Malgré le recul territorial, l’État islamique demeure l’acteur djihadiste le plus meurtrier du terrorisme mondial
Mutation du djihadisme et persistance des attaques
Selon l’étude intitulée les attentats islamistes dans le monde de 1979 à 2024, publiée par la Fondation pour l’innovation politique, 40% des victimes du terrorisme mondial meurent lors d’attentats djihadistes et l’immense majorité de ces victimes est musulmane.
Une transformation du paysage et une menace résiduelle
Wassim Nasr, journaliste à France 24 et chercheur au Soufan Center à New York, rappelle que ces dernières années le terrorisme djihadiste a connu de profondes mutations. Bien que l’État islamique ne contrôle plus de vastes territoires comme à l’époque du califat entre 2013 et 2019, ses attaques se poursuivent, mais leur impact est moindre que par le passé.

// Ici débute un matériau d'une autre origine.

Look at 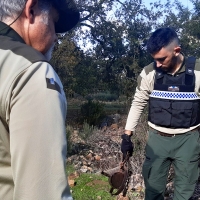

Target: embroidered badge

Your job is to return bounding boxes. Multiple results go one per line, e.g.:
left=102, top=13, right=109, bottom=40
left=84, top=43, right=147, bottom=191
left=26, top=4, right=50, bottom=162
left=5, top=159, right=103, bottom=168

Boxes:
left=168, top=86, right=179, bottom=92
left=46, top=78, right=61, bottom=94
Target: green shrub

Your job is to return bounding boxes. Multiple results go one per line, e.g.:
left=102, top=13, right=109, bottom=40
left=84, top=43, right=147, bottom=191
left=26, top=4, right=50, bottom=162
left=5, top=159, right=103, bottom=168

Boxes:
left=86, top=92, right=118, bottom=101
left=81, top=100, right=105, bottom=126
left=66, top=125, right=74, bottom=155
left=71, top=173, right=116, bottom=200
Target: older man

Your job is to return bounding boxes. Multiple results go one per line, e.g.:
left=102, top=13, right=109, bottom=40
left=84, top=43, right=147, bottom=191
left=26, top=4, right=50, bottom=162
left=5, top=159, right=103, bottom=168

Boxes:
left=0, top=0, right=79, bottom=200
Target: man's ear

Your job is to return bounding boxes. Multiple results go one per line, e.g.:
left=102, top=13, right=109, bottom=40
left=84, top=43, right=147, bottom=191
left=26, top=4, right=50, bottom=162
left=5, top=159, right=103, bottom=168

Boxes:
left=174, top=46, right=181, bottom=56
left=24, top=0, right=38, bottom=24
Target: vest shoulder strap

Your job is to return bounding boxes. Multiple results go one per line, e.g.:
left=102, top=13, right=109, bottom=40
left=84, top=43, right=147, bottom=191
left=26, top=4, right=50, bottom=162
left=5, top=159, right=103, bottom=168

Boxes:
left=185, top=56, right=196, bottom=85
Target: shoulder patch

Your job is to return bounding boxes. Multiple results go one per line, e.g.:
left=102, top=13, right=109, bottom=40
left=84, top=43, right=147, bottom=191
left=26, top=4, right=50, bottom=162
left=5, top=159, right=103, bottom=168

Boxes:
left=144, top=62, right=155, bottom=75
left=46, top=78, right=61, bottom=94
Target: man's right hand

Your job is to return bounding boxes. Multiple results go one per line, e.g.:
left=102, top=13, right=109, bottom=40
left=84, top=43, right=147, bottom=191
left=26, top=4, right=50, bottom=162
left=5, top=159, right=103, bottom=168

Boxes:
left=121, top=133, right=133, bottom=160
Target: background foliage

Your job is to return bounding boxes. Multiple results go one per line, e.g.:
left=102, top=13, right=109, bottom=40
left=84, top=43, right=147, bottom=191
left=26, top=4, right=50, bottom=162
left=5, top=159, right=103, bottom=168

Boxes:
left=51, top=0, right=200, bottom=99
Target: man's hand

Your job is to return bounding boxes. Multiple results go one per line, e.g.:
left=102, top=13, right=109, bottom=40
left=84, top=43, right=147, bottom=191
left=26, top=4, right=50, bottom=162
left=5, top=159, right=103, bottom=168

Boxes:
left=121, top=133, right=133, bottom=160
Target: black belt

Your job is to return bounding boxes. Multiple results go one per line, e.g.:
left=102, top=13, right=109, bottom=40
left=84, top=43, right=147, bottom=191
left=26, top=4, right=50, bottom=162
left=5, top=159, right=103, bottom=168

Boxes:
left=149, top=127, right=200, bottom=137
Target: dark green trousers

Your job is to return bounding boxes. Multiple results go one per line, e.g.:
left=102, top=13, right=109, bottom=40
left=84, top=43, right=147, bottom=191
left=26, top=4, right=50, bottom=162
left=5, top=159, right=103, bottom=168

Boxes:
left=142, top=129, right=200, bottom=200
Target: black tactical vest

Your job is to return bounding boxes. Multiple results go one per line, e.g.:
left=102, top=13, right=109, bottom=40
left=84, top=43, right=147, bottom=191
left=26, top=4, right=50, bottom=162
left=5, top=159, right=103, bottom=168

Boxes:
left=148, top=57, right=200, bottom=128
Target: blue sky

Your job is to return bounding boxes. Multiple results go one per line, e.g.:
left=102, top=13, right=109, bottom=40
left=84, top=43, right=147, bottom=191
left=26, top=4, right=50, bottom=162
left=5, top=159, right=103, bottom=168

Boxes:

« Ils ont encore une capacité de nuisance, purement terroriste, avec des attentats comme on en a vu par exemple contre l’église Sainte-Elie à Damas », déclare-t-il dans l’émission Tout un Monde. « Mais la pression militaire de la coalition, en particulier des Américains, est très forte. Elle empêche le groupe EI de se regrouper comme on l’a vu faire, en tout cas en 2013-2014 », ajoute-t-il.
Afrique comme nouvelle base d’opérations
Selon Nasr, la présence territoriale structurée dans la zone Levant est révolue. Aujourd’hui, le groupe EI, tout comme Al-Qaïda, a déplacé l’épicentre de ses activités en Afrique, le Nigeria étant l’endroit où il est le plus implanté.

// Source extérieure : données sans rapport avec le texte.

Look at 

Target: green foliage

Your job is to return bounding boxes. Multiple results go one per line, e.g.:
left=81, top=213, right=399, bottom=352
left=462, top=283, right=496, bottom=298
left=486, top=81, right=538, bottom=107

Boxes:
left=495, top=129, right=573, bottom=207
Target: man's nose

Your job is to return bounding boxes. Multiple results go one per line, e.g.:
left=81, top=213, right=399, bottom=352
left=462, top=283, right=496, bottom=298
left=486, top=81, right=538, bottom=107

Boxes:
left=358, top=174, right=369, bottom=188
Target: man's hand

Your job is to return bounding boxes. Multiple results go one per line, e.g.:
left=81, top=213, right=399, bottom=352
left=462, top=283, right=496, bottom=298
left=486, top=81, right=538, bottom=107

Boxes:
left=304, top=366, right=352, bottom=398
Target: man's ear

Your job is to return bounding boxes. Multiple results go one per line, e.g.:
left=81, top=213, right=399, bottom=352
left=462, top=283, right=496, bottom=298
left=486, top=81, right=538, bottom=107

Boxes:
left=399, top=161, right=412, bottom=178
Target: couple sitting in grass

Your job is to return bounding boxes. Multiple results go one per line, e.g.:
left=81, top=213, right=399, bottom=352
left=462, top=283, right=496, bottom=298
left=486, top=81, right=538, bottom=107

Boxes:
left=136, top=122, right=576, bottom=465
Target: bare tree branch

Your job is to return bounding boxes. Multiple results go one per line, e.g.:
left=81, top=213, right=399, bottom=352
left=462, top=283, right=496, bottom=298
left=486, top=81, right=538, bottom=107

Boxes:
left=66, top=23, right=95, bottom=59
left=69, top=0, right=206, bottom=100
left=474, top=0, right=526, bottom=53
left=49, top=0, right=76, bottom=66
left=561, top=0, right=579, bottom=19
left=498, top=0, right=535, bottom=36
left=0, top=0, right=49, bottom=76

« Il ne faut pas imaginer qu’il y a un grand ordonnateur quelque part en Irak, en Syrie ou en Afghanistan, qui est dans le détail des plans de ce qui se fait sur le terrain », rappelle-t-il.
Cette présence sur le continent africain constitue un danger direct pour les Occidentaux, comme en témoignent les enlèvements récents au Niger. « L’État islamique détient aujourd’hui une ressortissante suisse, une ressortissante autrichienne et un ressortissant américain, tous les trois pris au Niger », précise Nasr.
Le journaliste rappelle également que des attaques en Europe ont été préparées via l’Afrique. Il n’existe toutefois pas d’organisation ou d’autorité centrale : « Le propre des organisations djihadistes, c’est de donner une directive à chaque filiale qui l’applique avec ses propres moyens. Il ne faut pas imaginer qu’il y ait un grand ordonnateur quelque part en Irak, en Syrie ou en Afghanistan, qui est dans le détail des plans de ce qui se fait sur le terrain », insiste-t-il.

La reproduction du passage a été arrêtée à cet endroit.